Suggest why bonds which are more polar have more intense peaks on an IR spectrum.

Answer 12

• Polar bonds undergo large changes in polarity during vibration
• This gives stronger absorptions + more intense peaks

Question 13

Explain why the peak for the O-H bond in ethanol is broad in the liquid phase and sharp in the gas phase.

Answer 13

• In liquid phase, hydrogen bonding between OH groups alters vibration of O-H bond, so greater range of absorption frequencies
• In gas phase, little to no hydrogen bonding gives smaller range

Question 14

1. Wavenumber is plotted instead of frequency on infrared spectrums. Show how wavenumber is calculated and give its unit.
2. Suggest why it is preferable.

Answer 14

1. c = λf, so f = c / λ

c is a constant, so f ∝ 1/λ (∝ bond enthalpy)

1/λ = wavenumber, in cm^-1

2. Gives cleaner numbers.

Question 15

What wavelength, in µm, corresponds to wavenumber 2360 cm^-1?

Answer 15

1/λ = 2360 cm^-1

λ = 1/2360 cm

x 10⁴ = 4.24 µm

Question 16

What wavenumber corresponds to frequency 2.5 x 10¹³ Hz?

Answer 16

c = λf, so λ = c/f

λ = (3 x 10⁸) / (2.5 x 10¹³)

= 1.2 x 10^-5 m = 1.2 x 10^-3 cm

ans^-1 = 833 cm^-1

Question 17

1. Where is the fingerprint region on an IR spectrum?
2. How is it typically used in analysis?

Answer 17

1. Below 1500 cm^-1
2. Used for comparison, rather than for identifying functional groups (since it’s messy)

Question 18

Use the absorptions below to divide the IR spectrum into 4 general regions.

Answer 18

Question 19

Work out which functional groups are present in the molecule which produced this IR spectrum.

Suggest what type of molecule this is, and give an example.

Answer 19

• ~3600, sharp → O-H in alcohol / phenol (although sharp)
• ~3100, sharp → C-H in alkene / arene. Position suggests aromatic
• Aromaticity corroborated by “several peaks in range 1450-1560” → aromatic C=C
• ~1750 → C=O in ester / acyl chloride / acid anhydride

Overall, suggests aromatic carboxylic acid, e.g. benzoic acid

Question 20

The spectra below represent compounds C, D and E. One is an ester, one a carboxylic acid and one an alcohol.
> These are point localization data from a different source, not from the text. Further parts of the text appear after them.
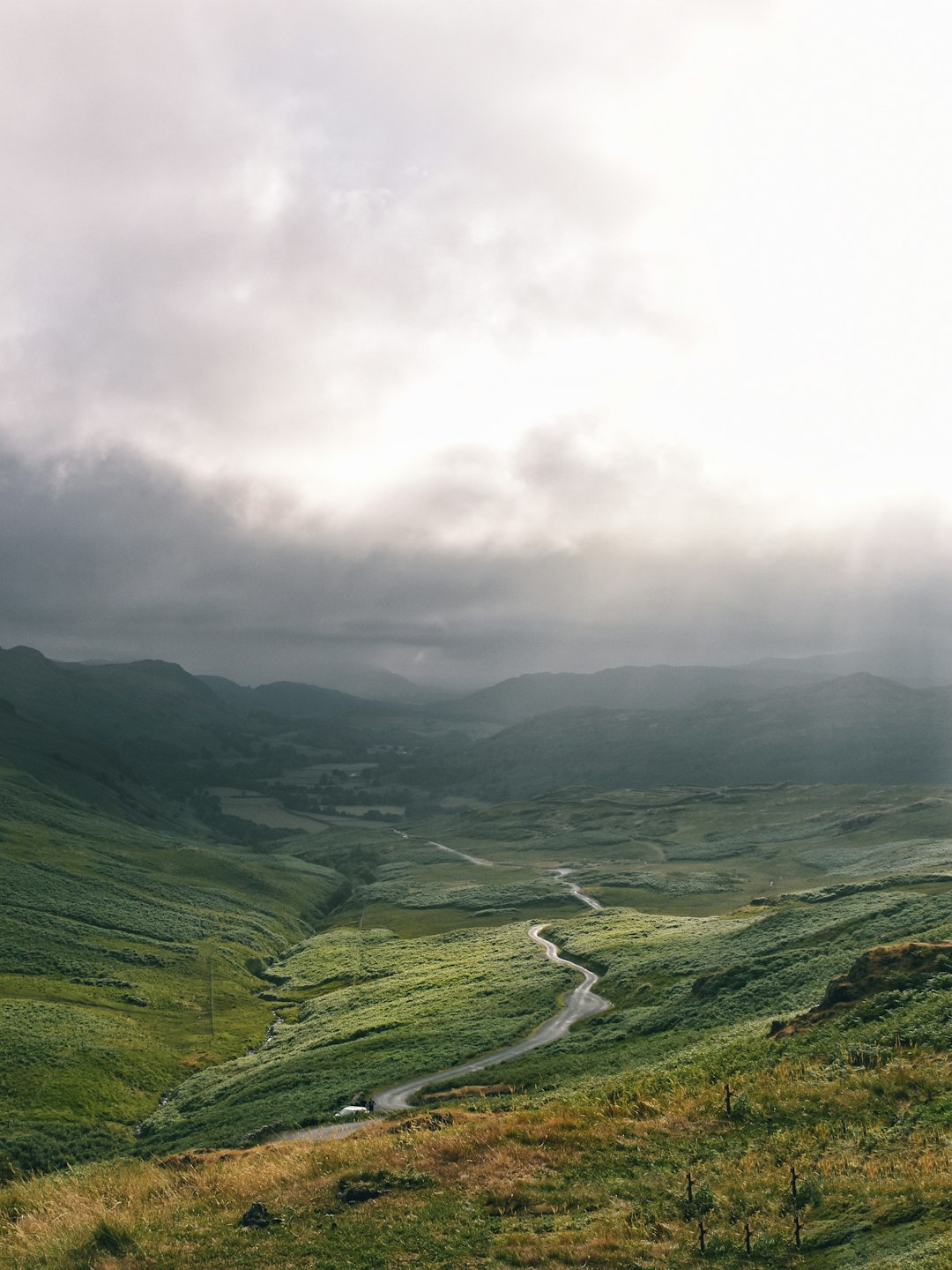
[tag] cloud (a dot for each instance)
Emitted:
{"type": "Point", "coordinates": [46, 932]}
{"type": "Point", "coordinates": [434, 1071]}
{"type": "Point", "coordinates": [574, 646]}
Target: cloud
{"type": "Point", "coordinates": [115, 557]}
{"type": "Point", "coordinates": [472, 338]}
1. Identify the key peaks and corresponding bonds in each spectrum.
2. Decide which spectrum represents each type of compound.

Answer 20

C

• ~1700 → C=O
• ~3000, broad → OH in carb acid

D

• ~1650 → C=O
• ~3000, sharp → C-H
• ~3400, broad → OH in alcohol

E

• ~1250 → C-O
• ~1750 → C=O
• ~3000, sharp → C-H

C is carboxylic acid, D is alcohol, E is ester.